The IS, with its explicitly sectarian agenda, appears to have demonstrated that it has the resources to strike in the heart of the most important Shia-majority country in the Muslim world.

And it has managed to do so at a time when, instead of uniting against the threat the group poses to all nations, the Muslim world is riven by some of the most bitter politics and disputes in years.

Much will depend on how the Iranian state reacts and the position that the Saudi Arabia-led cluster of Muslim countries takes on the attack.

The sensible approach is clear: Saudi Arabia should recognise the peril that the IS poses to all states and immediately adjust its increasingly hawkish approach to Iran and countries allied with it; Iran should reconsider its provocative search for more influence in the Middle East and the Gulf and, instead, focus on the necessary fight against the IS.

But the sensible approach is likely to have few takers and already hawkish elements in Iran have suggested that Saudi Arabia may have had a role in the Tehran attacks.

With Tehran in recent years accused of cultivating sectarian proxies and non-state militant groups across swaths of the Middle East, the possibility of a fresh wave of violence across the region cannot be ruled out.

Yet, more conflict cannot be regarded as a foregone conclusion in a region where historical rivalries and even enmities have been managed for long stretches.

While the Middle Eastern and Gulf countries will have to take responsibility for maintaining the peace between themselves, two factors appear to have contributed to the new imbalances in the region.

A metastasising IS is clearly a threat to everyone — a terrorist super-group that threatens all countries but that few states appear to truly understand.

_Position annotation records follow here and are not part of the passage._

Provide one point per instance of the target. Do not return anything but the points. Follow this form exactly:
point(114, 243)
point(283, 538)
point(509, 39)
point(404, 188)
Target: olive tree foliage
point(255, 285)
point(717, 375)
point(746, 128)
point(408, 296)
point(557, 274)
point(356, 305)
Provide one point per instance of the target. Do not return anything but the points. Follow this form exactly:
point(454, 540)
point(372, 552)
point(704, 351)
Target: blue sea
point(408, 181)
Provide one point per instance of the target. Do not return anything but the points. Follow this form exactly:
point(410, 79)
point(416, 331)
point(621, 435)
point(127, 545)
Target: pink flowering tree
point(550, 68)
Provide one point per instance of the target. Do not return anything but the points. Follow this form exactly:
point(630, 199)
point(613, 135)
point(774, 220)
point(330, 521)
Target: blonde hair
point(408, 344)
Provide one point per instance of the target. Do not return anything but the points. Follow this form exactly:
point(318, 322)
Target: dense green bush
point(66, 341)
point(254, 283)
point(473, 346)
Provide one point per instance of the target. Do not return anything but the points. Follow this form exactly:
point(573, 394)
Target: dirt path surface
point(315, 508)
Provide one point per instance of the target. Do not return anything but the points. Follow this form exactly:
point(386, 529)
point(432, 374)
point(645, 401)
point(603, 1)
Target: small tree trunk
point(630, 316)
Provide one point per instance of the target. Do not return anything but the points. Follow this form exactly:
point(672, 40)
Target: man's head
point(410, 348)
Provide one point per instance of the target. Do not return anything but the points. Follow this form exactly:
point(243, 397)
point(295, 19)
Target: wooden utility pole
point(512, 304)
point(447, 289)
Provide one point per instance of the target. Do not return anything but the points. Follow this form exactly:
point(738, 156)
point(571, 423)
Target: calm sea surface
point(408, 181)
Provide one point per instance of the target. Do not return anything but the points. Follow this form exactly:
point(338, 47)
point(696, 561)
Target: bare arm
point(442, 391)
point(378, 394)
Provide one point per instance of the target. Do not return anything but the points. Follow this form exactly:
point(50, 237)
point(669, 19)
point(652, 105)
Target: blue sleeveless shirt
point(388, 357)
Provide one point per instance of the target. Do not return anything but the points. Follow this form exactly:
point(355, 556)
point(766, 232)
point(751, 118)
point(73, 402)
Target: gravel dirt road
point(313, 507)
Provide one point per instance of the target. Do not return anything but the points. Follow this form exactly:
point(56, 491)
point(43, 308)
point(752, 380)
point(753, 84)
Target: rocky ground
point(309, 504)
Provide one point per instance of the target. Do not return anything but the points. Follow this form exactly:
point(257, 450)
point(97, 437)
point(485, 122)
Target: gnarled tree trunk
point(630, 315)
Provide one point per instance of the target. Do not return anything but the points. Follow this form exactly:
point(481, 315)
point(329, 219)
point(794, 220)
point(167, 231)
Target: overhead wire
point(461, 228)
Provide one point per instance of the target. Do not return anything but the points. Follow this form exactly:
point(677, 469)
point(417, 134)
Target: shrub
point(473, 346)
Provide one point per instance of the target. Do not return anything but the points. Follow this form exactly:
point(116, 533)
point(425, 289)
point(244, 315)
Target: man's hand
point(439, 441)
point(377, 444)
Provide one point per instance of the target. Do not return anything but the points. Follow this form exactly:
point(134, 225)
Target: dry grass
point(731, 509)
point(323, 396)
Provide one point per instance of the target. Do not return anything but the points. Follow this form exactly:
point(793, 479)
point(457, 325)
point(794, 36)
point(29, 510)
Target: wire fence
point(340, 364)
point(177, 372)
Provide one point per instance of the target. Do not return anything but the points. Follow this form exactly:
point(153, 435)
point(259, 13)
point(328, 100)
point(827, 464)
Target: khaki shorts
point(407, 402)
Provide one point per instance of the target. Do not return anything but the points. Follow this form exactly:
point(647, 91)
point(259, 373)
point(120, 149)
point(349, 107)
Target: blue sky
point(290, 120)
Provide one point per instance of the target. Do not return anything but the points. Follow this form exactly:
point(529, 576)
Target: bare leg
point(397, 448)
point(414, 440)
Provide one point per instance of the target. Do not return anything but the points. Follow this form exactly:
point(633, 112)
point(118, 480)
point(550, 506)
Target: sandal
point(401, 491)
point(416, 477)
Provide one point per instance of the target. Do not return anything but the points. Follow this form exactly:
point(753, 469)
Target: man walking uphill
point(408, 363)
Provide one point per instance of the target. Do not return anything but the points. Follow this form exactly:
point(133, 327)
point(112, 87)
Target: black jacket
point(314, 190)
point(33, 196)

It is impossible for states to manage relations among themselves while the IS remains active on the scale it is today.

The second factor is US President Donald Trump and his seemingly mindless quest to destabilise the world order and supplant it with his vision of ‘America First’.

From the Riyadh summit last month have already flowed dangerous new ideas and measures, not least the rapid isolation that Qatar now faces at the hands of fellow GCC members.

Ignorance and recklessness can trigger the most profoundly destabilising of consequences.